I’ve written about how it sometimes feels like I’ve been caught in a labyrinth of the mind. I envision the labyrinth as the belief systems and structures we build to protect our vulnerable sense of self. The labyrinth has many self-perpetuating tricks, but with the help of my True Self, I’ve been able to see through its illusions, and now I find myself at the center of the labyrinth, where my core beliefs are kept.
One of the core beliefs is positive, and one of them is negative. I can see them in their pure, energetic state. The core positive belief is that the most joyful, exciting, and powerful thing for me to be is myself, who I really am, and aligned with my True Self. The core negative belief is that it’s more painful for me to be who I really am, do what I want to do, live the way I want to live, feel how I want to feel, than to be a false version of myself, which is still painful, but not as painful as being my True Self. The negative belief says it’s better to be a shadow of who I really am.
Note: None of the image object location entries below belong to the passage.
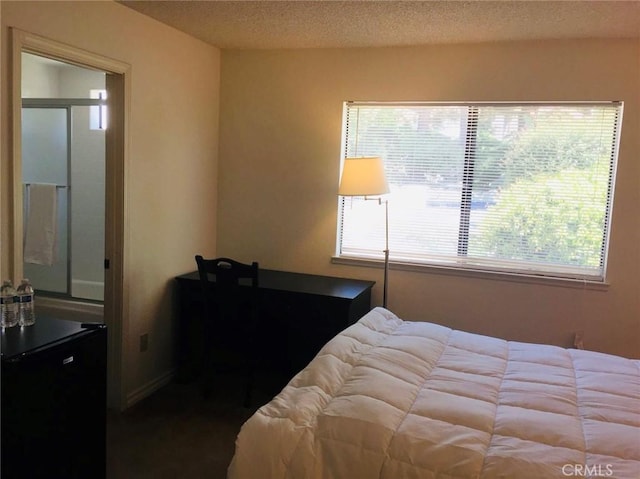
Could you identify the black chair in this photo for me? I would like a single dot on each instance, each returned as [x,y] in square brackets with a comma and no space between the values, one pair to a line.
[230,300]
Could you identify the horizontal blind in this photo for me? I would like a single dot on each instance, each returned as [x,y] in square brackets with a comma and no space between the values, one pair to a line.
[507,187]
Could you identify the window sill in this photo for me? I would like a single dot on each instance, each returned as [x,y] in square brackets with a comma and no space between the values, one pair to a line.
[475,273]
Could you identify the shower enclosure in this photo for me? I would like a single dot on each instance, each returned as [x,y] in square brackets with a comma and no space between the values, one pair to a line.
[63,144]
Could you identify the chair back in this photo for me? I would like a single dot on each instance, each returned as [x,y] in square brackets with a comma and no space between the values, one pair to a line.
[229,289]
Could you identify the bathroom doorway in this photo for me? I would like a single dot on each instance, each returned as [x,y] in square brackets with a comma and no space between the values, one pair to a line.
[64,119]
[113,309]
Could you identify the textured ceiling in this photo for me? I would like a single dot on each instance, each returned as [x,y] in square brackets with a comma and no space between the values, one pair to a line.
[366,23]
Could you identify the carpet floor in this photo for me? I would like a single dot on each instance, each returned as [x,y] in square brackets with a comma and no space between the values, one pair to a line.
[176,433]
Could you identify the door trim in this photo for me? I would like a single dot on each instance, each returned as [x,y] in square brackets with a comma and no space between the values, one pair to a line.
[118,80]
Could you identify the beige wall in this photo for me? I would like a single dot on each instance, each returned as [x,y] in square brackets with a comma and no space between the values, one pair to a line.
[280,138]
[172,162]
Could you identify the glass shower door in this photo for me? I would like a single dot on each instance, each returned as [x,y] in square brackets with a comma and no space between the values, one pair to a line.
[45,160]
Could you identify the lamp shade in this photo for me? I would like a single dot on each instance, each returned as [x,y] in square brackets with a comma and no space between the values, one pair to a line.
[363,176]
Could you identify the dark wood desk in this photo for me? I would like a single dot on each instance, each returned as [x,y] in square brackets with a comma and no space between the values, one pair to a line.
[306,311]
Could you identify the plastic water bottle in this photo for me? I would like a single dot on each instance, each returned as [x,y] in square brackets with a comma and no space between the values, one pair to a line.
[26,304]
[8,305]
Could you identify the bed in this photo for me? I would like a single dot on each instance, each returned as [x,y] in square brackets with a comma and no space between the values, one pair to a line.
[388,398]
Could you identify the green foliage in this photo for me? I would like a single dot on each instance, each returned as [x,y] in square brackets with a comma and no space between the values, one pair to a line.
[553,218]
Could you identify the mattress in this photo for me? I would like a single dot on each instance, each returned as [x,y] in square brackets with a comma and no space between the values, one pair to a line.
[388,398]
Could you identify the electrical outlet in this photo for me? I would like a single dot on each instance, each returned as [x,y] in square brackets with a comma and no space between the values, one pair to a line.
[144,342]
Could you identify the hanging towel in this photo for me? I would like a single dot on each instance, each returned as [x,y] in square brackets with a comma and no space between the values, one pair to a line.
[40,236]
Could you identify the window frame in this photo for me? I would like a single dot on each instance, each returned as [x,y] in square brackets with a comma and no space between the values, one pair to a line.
[460,264]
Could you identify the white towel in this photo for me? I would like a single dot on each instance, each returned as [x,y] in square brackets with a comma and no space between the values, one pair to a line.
[40,236]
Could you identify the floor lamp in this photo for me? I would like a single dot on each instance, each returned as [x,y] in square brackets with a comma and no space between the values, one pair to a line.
[365,176]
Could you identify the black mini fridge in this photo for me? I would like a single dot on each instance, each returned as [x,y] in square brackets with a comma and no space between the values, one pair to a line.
[53,393]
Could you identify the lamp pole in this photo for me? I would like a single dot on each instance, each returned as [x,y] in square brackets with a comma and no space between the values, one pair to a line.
[386,251]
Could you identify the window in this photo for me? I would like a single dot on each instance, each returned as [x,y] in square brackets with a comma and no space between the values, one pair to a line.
[521,188]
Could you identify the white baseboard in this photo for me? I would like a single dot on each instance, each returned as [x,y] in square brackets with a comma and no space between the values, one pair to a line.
[149,388]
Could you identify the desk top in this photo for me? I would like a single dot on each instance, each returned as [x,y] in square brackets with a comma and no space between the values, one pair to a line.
[47,331]
[269,279]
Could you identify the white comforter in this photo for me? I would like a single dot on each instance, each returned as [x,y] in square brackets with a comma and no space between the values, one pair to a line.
[394,399]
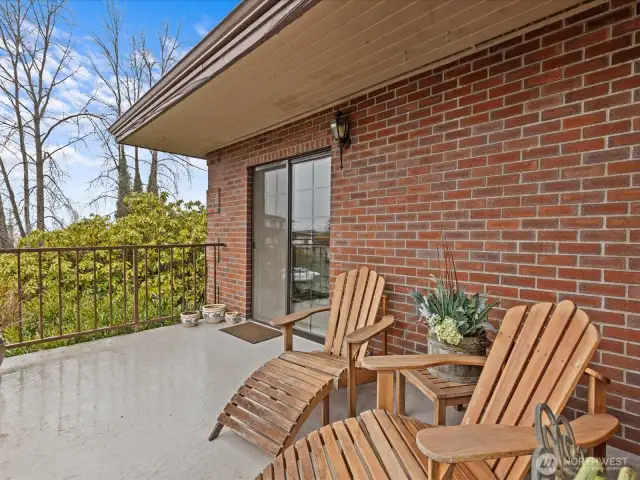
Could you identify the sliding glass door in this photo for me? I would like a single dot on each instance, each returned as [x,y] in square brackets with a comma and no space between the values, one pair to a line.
[291,203]
[270,242]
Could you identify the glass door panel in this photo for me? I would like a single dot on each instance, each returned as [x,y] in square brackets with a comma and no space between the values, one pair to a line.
[270,242]
[309,274]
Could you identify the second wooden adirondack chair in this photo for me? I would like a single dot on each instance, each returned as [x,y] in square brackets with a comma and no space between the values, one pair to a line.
[536,358]
[274,402]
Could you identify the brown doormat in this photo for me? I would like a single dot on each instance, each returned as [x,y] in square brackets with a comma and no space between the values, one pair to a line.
[251,332]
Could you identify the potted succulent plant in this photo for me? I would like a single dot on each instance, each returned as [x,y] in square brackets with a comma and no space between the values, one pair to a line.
[457,321]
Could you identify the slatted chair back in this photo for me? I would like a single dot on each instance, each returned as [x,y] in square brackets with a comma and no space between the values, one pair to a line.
[536,357]
[355,302]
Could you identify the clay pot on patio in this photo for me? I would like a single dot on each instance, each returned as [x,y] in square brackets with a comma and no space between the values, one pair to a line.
[457,373]
[189,319]
[213,313]
[232,317]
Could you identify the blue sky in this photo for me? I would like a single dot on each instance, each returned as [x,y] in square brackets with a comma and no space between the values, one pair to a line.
[196,18]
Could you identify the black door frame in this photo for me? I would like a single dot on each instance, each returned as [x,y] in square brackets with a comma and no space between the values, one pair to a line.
[288,162]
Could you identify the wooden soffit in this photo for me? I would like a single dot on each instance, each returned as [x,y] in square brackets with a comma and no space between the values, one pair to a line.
[270,62]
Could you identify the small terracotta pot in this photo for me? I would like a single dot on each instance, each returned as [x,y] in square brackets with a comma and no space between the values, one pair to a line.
[232,317]
[213,313]
[189,319]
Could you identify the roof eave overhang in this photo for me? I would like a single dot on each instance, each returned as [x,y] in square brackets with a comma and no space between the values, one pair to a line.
[248,26]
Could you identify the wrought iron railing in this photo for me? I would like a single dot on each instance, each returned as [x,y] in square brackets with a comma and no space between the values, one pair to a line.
[65,293]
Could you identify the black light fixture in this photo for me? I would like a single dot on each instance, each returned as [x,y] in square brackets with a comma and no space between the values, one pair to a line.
[340,130]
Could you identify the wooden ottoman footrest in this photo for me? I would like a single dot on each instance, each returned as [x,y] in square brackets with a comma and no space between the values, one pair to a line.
[274,402]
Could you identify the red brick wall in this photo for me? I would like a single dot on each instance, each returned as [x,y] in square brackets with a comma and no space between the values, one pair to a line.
[526,154]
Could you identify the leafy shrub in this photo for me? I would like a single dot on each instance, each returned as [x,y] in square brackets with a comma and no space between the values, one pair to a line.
[75,291]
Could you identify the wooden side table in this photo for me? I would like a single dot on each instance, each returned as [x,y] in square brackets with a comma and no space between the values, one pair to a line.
[441,392]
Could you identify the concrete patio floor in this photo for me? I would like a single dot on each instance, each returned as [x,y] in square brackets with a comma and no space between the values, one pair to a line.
[141,406]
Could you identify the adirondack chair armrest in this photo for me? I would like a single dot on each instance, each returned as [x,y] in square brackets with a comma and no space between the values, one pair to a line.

The positive belief is about expansion, freedom, and joy. The negative belief is about contraction, bondage, and fear. I stand at the center of these core beliefs in a place of neutrality. By seeing them for what they are, and validating their existence and worth, I transcend them. I become bigger than my beliefs. There’s a way for both positive and negative beliefs to co-exist in harmony. All things that exist have a right to exist. To go against this universal law is asking for trouble. My core positive belief is one of love. My core negative belief is one of fear.
The solution is a paradox; unconditional love for both.